Сергей гнал от себя малодушную мысль и, чтобы держать себя в тонусе, стал разрабатывать план почти безнадежного побега. Бежать, конечно же, надо было с кем-то на пару. Но с кем? Сосед по нарам, рябой парень по имени Толян и по кличке Барабан, казался вполне надежным человеком, во всяком случае, не стукачом. Он в первый же день рассказал Сергею свою историю. В плен попал в сорок первом под Вязьмой, когда в котел угодило сразу три армии. До весны 1943 года мыкался по лагерям. В свои двадцать два он состарился и ссохся настолько, что сапоги соскальзывали с ног, и все считали его мужиком в летах.

– Сапоги, как крынки на жердях, болтались, – рассказывал Толян. – Думал, хана мне, деда-покойника в царстве небесном встречу… Вдруг на аппеле, на построении, объявляют: "Кто умеет играть на музыкальных инструментах – шаг из строя!" Ну, я в школьном оркестре на тубе играл, "бас-2" называется. Трое вышли, и я с ними. Может, полегче будет, все не киркой махать, не тачки возить… Отвели нас в отдельный полубарак. А там уже человек двадцать бывших музыкантов. Раздали духовые трубы, а мне барабан достался с тарелками. И на том спасибо – а то бы снова на работы отправили. Таскать его, заразу, неудобно, а так ничего – играть в самый раз. Приятно даже. И стали мы марши разучивать – и встречный, и парадный, и какой хошь… Дирижер был из наших, из капель-дудок. Сыгрались. А потом весь оркестр в полном составе увезли в какой-то немецкий городок, там всех переодели во фрицевскую форму, только с другими кокардами и погонами. И сказали, что мы теперь будем служить в Русской освободительной армии. Ага! Той самой, что генерал Власов командовал. Он и сам к нам приходил, строевой смотр произвел, марши наши послушал, строевую подготовку – одобрил. И никто не спрашивал, хотим мы у него служить или нет. Вы – оркестр, вот и играйте, куда пошлют. Ну, мы и дудели. Кормежка хорошая, спали на простынях… Ну, а потом, ясное дело, взяли нас в плен по-новой. И пятнадцать годков всобачили. За барабан. Чтоб знал, где и кому барабанить.

Сергей усмехнулся:

– Почти как в басне: "Ты все пела – это дело. Так поди же попляши".
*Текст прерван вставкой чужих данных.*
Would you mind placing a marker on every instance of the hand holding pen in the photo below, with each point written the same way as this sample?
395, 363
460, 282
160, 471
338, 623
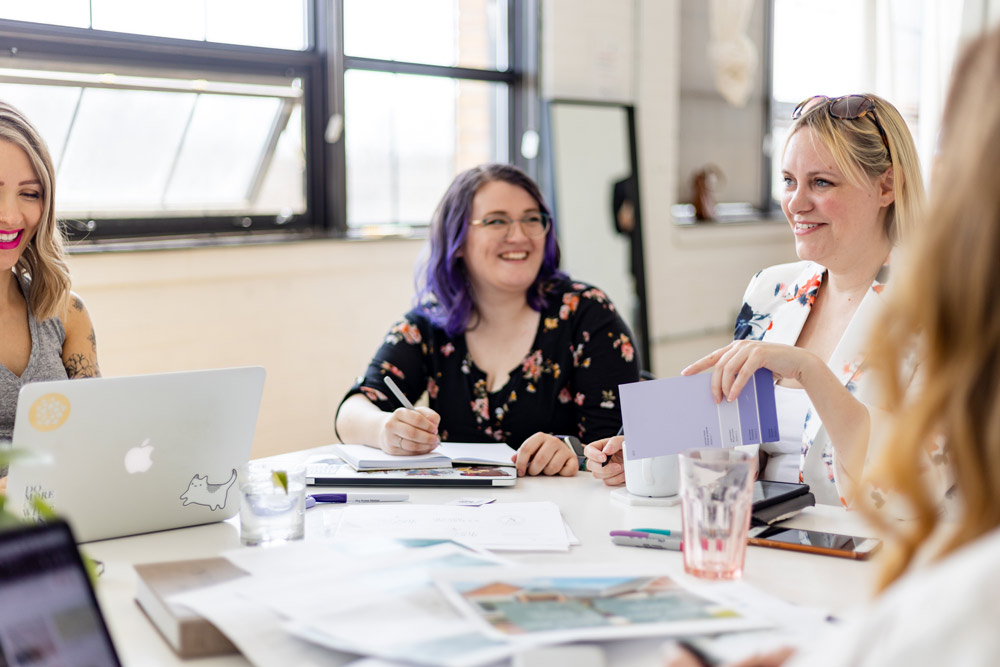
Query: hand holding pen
605, 460
408, 430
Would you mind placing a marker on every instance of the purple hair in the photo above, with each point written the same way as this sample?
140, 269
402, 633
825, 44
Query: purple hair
444, 292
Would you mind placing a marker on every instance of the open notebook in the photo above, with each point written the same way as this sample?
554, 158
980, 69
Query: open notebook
447, 454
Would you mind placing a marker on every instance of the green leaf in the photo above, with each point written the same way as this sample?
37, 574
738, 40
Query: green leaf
280, 478
43, 509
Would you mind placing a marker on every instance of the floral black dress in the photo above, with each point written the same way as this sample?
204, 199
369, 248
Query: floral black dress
566, 385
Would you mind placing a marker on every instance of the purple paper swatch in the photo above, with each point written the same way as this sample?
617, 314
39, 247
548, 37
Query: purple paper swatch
670, 415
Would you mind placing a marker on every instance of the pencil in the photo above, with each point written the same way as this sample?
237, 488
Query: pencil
400, 396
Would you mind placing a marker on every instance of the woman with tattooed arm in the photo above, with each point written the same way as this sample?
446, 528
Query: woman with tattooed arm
45, 330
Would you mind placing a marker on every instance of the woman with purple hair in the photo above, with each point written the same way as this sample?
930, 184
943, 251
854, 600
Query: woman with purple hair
506, 346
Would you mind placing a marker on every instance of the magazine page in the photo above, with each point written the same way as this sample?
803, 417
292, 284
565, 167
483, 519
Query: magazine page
559, 604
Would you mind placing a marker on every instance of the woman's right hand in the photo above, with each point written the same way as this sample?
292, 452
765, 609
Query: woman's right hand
408, 432
610, 450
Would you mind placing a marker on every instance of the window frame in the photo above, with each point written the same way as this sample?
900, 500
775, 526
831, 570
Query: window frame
320, 66
521, 99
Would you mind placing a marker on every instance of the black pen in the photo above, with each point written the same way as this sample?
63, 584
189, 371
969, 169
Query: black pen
621, 431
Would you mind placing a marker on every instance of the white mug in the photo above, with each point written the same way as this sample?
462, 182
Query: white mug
655, 477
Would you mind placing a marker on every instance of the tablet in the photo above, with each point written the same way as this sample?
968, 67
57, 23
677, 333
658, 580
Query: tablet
48, 612
767, 493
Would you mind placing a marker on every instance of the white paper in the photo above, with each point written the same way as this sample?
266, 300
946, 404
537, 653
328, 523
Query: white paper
256, 630
470, 501
536, 526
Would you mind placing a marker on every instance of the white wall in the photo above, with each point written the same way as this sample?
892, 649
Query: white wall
311, 313
695, 274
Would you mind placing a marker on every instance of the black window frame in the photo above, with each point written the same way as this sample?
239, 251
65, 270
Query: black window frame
521, 101
320, 66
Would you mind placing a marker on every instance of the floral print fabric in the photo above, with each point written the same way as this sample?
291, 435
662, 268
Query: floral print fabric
775, 308
566, 385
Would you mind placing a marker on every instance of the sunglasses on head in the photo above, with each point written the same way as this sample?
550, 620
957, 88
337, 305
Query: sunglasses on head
846, 107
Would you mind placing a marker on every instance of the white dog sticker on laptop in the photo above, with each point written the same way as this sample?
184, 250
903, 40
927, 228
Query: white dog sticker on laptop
202, 492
– Так поди же – попили… Вот и пляшу с холоду.

– Дёру отсюда надо давать.

– Да разве отсюда сбежишь?

– До лета надо продержаться, а там… Железная дорога рядом, тайга, болота – по шпалам да по гатям уйдем, – тешил Сергей и себя, и Толяна радужной надеждой. – Сухарей бы подсушить, а в лесу не пропадем. Я травы знаю, коренья – какие есть можно, грибы-ягоды. Уйдем…

Как молодых и пока еще сильных их поставили в пару на самую тяжелую работу – подпиливать подрубленные стволы двуручной пилой. Пилили истово и молча, чтобы уложиться в норму, чтобы "пайку" не скостили, чтобы на побег сухарей накопить… Мысль о побеге грела душу. А тут и лютые январские морозы сменились февральским потеплением. После тридцатиградусной стужи пятнадцатиградусные морозы казались оттепелью.

Дни шли унылые и неразличимые, как чурбаки одного бревна: подъем, завтрак, развод на работы, звон пилы на морозе – дзы-дзы-дзы – вгрызались стальные зубья в древесину, потом подрубали топорами, потом – "Навались! – и протяжный треск падающего ствола.